Anyway, for the rest of my outfit I'd chosen a blackened armored vest over a t-shirt, khaki cargo pants that had seen better days, and well-worn low-top work boots. I wanted to blend in with the local function-before-fashion mindset, giving anyone that saw me the impression I was just another scoundrel who wasn't afraid of a little hard work looking to get in on the big bucks to be made working the mines.

Or the bigger bucks to be made running ore out-system to unapproved buyers.

See, it's like this: minzite ore is so crucial to the functioning of our space-faring metaculture that one of my forward-thinking ancestor Emperors decided to tax the hell out of it. The rates are high enough when it's being sold within the empire, and truly exorbitant when anyone from outside wants any.

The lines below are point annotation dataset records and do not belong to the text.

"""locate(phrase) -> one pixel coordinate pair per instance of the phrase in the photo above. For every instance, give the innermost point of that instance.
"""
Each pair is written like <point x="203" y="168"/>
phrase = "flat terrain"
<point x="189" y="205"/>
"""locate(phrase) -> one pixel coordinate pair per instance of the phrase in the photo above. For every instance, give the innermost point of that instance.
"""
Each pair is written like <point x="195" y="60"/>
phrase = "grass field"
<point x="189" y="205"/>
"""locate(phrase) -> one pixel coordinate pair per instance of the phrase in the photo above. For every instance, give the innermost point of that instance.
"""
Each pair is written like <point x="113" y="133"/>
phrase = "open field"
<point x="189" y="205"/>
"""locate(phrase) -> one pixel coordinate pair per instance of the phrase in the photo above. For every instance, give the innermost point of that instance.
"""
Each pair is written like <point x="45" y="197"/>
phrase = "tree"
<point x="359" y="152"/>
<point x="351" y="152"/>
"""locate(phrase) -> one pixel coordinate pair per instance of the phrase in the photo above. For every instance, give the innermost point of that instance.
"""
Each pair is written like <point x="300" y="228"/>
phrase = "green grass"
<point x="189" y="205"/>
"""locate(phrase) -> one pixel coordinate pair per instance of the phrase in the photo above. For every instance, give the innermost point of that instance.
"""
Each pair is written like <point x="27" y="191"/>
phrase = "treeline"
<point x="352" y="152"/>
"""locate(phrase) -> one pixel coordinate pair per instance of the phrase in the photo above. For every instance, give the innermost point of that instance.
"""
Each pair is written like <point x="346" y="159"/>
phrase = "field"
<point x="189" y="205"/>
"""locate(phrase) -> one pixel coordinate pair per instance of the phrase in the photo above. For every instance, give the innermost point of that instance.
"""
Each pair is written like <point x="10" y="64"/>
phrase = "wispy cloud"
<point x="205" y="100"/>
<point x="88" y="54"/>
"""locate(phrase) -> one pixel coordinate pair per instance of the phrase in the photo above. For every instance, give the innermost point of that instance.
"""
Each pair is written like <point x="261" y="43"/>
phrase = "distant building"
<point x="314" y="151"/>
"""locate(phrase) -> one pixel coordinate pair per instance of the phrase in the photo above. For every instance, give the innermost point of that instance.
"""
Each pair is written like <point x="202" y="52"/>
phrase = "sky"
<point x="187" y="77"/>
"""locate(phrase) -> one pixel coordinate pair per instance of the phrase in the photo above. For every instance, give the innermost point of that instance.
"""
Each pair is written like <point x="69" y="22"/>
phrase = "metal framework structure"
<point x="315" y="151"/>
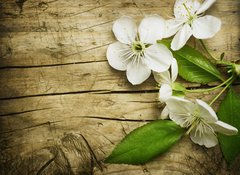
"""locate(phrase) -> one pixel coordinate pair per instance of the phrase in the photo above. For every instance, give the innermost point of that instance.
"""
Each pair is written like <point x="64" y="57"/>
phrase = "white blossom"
<point x="189" y="20"/>
<point x="200" y="119"/>
<point x="166" y="80"/>
<point x="136" y="50"/>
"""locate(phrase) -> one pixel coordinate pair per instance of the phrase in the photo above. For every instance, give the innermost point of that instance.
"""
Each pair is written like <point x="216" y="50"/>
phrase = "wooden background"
<point x="63" y="108"/>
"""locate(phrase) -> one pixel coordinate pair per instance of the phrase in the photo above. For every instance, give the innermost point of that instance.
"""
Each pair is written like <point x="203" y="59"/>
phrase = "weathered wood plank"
<point x="63" y="38"/>
<point x="63" y="108"/>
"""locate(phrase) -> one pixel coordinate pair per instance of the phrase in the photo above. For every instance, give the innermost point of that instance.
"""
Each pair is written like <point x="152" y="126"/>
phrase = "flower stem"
<point x="186" y="9"/>
<point x="207" y="51"/>
<point x="220" y="93"/>
<point x="209" y="89"/>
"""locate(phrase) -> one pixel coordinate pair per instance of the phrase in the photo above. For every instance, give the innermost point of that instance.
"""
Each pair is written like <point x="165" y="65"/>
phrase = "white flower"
<point x="136" y="50"/>
<point x="166" y="81"/>
<point x="200" y="119"/>
<point x="189" y="20"/>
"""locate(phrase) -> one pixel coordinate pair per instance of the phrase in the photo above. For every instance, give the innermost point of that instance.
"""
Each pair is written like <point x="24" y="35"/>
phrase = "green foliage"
<point x="229" y="112"/>
<point x="146" y="142"/>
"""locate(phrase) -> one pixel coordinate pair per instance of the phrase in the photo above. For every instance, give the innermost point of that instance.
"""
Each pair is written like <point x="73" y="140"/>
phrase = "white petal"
<point x="172" y="26"/>
<point x="162" y="77"/>
<point x="206" y="112"/>
<point x="151" y="28"/>
<point x="115" y="55"/>
<point x="158" y="57"/>
<point x="174" y="69"/>
<point x="178" y="119"/>
<point x="165" y="92"/>
<point x="125" y="30"/>
<point x="137" y="72"/>
<point x="180" y="11"/>
<point x="208" y="138"/>
<point x="180" y="39"/>
<point x="164" y="113"/>
<point x="205" y="27"/>
<point x="179" y="108"/>
<point x="205" y="5"/>
<point x="196" y="5"/>
<point x="224" y="128"/>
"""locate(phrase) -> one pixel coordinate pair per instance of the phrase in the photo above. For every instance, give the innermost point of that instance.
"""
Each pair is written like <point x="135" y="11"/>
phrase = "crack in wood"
<point x="115" y="119"/>
<point x="23" y="112"/>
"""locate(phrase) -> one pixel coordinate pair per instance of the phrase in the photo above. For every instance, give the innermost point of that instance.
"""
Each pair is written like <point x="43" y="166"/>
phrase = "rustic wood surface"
<point x="63" y="108"/>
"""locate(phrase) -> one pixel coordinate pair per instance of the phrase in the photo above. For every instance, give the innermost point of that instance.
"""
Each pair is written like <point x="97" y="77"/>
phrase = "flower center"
<point x="138" y="47"/>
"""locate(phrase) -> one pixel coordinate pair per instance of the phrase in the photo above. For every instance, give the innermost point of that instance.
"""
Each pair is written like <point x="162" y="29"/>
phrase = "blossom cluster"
<point x="138" y="53"/>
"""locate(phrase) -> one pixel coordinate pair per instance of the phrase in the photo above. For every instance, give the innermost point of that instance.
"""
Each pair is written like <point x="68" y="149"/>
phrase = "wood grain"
<point x="63" y="108"/>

So while it's an accepted fact that some smuggling is unavoidable, there are all kinds of checks and regulations in place to try and keep the rate of it down to a minimum. The Imperial Trade Commission maintains an orbital facility here and has the right to board and inspect any vessel leaving the planet. Large commercial freighters are required to clear their cargo manifests with them before being given permission to depart, and smaller ships are subject to 'random' searches. To enforce their regulations the ITC maintains a squadron of starfighters and can, of course, call in the navy if necessary.

Yes, it had occurred to me that the sudden decline in reported ore production just might be related to an increase in illicit sales.

So, what was I going to do about it? Why, get in on the action myself, of course.

And where does any would-be smuggler worth his salt go to get the low-down on the local business opportunities? Where else but the to the saloons?

That's right - Herrig's World is so much like the Old West of ancient Earth in the minds of its inhabitants that the bars-slash-casinos are called saloons here. They might not have bat-wing doors opening off a raised wooden boardwalk, and there aren't brass spittoons surrounded by stinking globs of tobacco spit, but I'd bet if someone zapped a gunslinger from old Dodge City to here, he'd feel right at home.

I know I certainly did. I made for one of the larger ones.

The early-afternoon clientele - I hesitate to use the word 'crowd' to describe at most 20 patrons in a place that could easily hold ten times that many - of the Crooked Shaft was mainly men who had the look of unemployed-but-hopeful potential miners. There were a couple of women included in this mix, too, once I took a better look around; ladies they would never be called. The real 'working ladies' would show up about the same time the miner's work shift ended, I was sure. And then there were the three or four - one I couldn't be sure of - professional gamblers that were inevitably attracted to places like Herrig's that offered good pay to not-so-good men.

They were just who I was looking for.

My first stop was at the bar, of course, since everyone knows that a newcomer who doesn't check in with the bartender first has no business being in a place like this. It still being rather early, I asked for a cup of coffee. The price was, as expected, quite high, but I didn't quibble. I certainly didn't want to come off as a guy who couldn't afford to spend a few credits.

The man behind the bar looked like he might have been a minzite miner in his day. Of medium height and stocky build, his scar-covered bald head and bloodshot eyes told a tale of a hard life that was only accented further by the cybernetic right arm with which he handed me my coffee. He sounded friendly enough, though, when he asked me if I was new to Herrig's.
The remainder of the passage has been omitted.